W tym semestrze "moja" szkoła Cosinus mnie przeraża. Nowe reguły które wprowadzili mnie wykończą, ba, nawet myślałam o przeniesieniu do Żaka. Dwa pierwsze weekendy grudnia mam przesrane, bo do zdania 9 egzaminów. Lekcje od 8.00 do 17.00 na pewno wpłyną na moje biodra i tyłek hi hi. Ponadto z matematyczką wdałam się w ostrą dyskusję, sprawa dotyczyła zachowania klasy, oczywiście broniłam klasy. Dyrektorka tegoż liceum chyba nie wie co to być niepełnosprawnym, bo targa mnie na 2 piętro po cholernie niewygodnych schodach, a kolega z klasy poruszający się na wózku niestety ostatnio nie brał udziału w zajęciach, bo windy ta szkoła nie posiada :P Nauka jakoś przestała być dla mnie przyjemnością, ale na pewno nie zrezygnuję.

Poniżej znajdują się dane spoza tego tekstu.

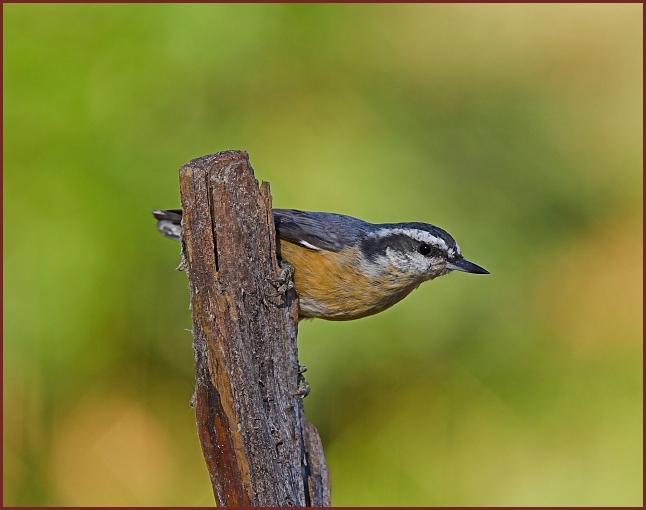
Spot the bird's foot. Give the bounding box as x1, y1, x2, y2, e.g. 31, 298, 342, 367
270, 261, 294, 296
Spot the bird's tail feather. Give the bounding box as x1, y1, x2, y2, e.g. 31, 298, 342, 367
153, 209, 182, 240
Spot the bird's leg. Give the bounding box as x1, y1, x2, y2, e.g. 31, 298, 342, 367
294, 368, 310, 398
270, 260, 294, 295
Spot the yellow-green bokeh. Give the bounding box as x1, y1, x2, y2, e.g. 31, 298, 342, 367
3, 4, 643, 505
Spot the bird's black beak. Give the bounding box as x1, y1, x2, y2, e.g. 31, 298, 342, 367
446, 257, 489, 274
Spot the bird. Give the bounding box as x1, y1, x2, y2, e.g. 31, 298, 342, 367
153, 209, 489, 321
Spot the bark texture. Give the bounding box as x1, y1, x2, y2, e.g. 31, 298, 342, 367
180, 151, 330, 506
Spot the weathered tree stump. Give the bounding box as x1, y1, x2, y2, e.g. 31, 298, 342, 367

Rehabilitację ze względów finansowych, na moje życzenie, mam raz w tygodniu. Ostatnio tj. we wtorek równym krokiem w rytm muzyki dotarłam na reha tj. około pół kilometra w 7 minut. Mój narzeczony mówi, że idę szybciej niż on :)Krzysiek-rehabilitant pracował głównie nad stawem krzyżowo biodrowym. Masował, uciskał, kilka "trików" i już trzeci dzień ból nie powrócił. Dodatkowo na moją lordozę zastosował kinesio taping, tzn okleił mi plecy pięknym różowym plastrem. Całość ponoć przypomina króliczka z playboya :) Chodzenie nadal bez zmian, chyba wolę się nie wypowiadać. Biodro ucieka w bok, zapominam o trzymaniu brzucha i zbyt sztywno trzymam ramiona, bo nimi rekompensuję brakujące mięśnie potrzebne do prawidłowego chodzenia. Aż mnie obrzydzenie bierze jak patrzę na siebie i ta lordoza mnie wykończy dodatkowo.